I think I have a O(n lg U) algorithm for this, where U is the largest number. The idea is similar to user949300‘s, but with a bit more detail.

The intuition is as follows. When you’re XORing two numbers together, to get the maximum value, you want to have a 1 at the highest possible position, and then of the pairings that have a 1 at this position, you want a pairing with a 1 at the next possible highest position, etc.

So the algorithm is as follows. Begin by finding the highest 1 bit anywhere in the numbers (you can do this in time O(n lg U) by doing O(lg U) work per each of the n numbers). Now, split the array into two pieces – one of the numbers that have a 1 in that bit and the group with 0 in that bit. Any optimal solution must combine a number with a 1 in the first spot with a number with a 0 in that spot, since that would put a 1 bit as high as possible. Any other pairing has a 0 there.

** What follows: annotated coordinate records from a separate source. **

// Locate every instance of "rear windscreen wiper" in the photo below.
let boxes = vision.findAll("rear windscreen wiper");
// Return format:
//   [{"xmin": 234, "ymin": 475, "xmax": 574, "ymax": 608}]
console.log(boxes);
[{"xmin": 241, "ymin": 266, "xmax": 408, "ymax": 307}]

Now, recursively, we want to find the pairing of numbers from the 1 and 0 group that has the highest 1 in them. To do this, of these two groups, split them into four groups:

• Numbers starting with 11
• Numbers starting with 10
• Numbers starting with 01
• Numbers starting with 00

If there are any numbers in the 11 and 00 group or in the 10 and 01 groups, their XOR would be ideal (starting with 11). Consequently, if either of those pairs of groups isn’t empty, recursively compute the ideal solution from those groups, then return the maximum of those subproblem solutions. Otherwise, if both groups are empty, this means that all the numbers must have the same digit in their second position. Consequently, the optimal XOR of a number starting with 1 and a number starting with 0 will end up having the next second bit cancel out, so we should just look at the third bit.

This gives the following recursive algorithm that, starting with the two groups of numbers partitioned by their MSB, gives the answer:

• Given group 1 and group 0 and a bit index i:
  • If the bit index is equal to the number of bits, return the XOR of the (unique) number in the 1 group and the (unique) number in the 0 group.
  • Construct groups 11, 10, 01, and 00 from those groups.
  • If group 11 and group 00 are nonempty, recursively find the maximum XOR of those two groups starting at bit i + 1.
  • If group 10 and group 01 are nonempty, recursively find the maximum XOR of those two groups, starting at bit i + 1.
  • If either of the above pairings was possible, then return the maximum pair found by the recursion.
  • Otherwise, all of the numbers must have the same bit in position i, so return the maximum pair found by looking at bit i + 1 on groups 1 and 0.

To start off the algorithm, you can actually just partition the numbers from the initial group into two groups – numbers with MSB 1 and numbers with MSB 0. You then fire off a recursive call to the above algorithm with the two groups of numbers.

As an example, consider the numbers 5 1 4 3 0 2. These have representations

101  001  100   011   000   010

We begin by splitting them into the 1 group and the 0 group:

101  100
001  011  000  010

Now, we apply the above algorithm. We split this into groups 11, 10, 01, and 00:

11:
10:  101  100
01:  011  010
00:  000  001

Now, we can’t pair any 11 elements with 00 elements, so we just recurse on the 10 and 01 groups. This means we construct the 100, 101, 010, and 011 groups:

101: 101
100: 100
011: 011
010: 010

Now that we’re down to buckets with just one element in them, we can just check the pairs 101 and 010 (which gives 111) and 100 and 011 (which gives 111). Either option works here, so we get that the optimal answer is 7.

Let’s think about the running time of this algorithm. Notice that the maximum recursion depth is O(lg U), since there are only O(log U) bits in the numbers. At each level in the tree, each number appears in exactly one recursive call, and each of the recursive calls does work proportional to the total number of numbers in the 0 and 1 groups, because we need to distribute them by their bits. Consequently, there are O(log U) levels in the recursion tree, and each level does O(n) work, giving a total work of O(n log U).

Hope this helps! This was an awesome problem!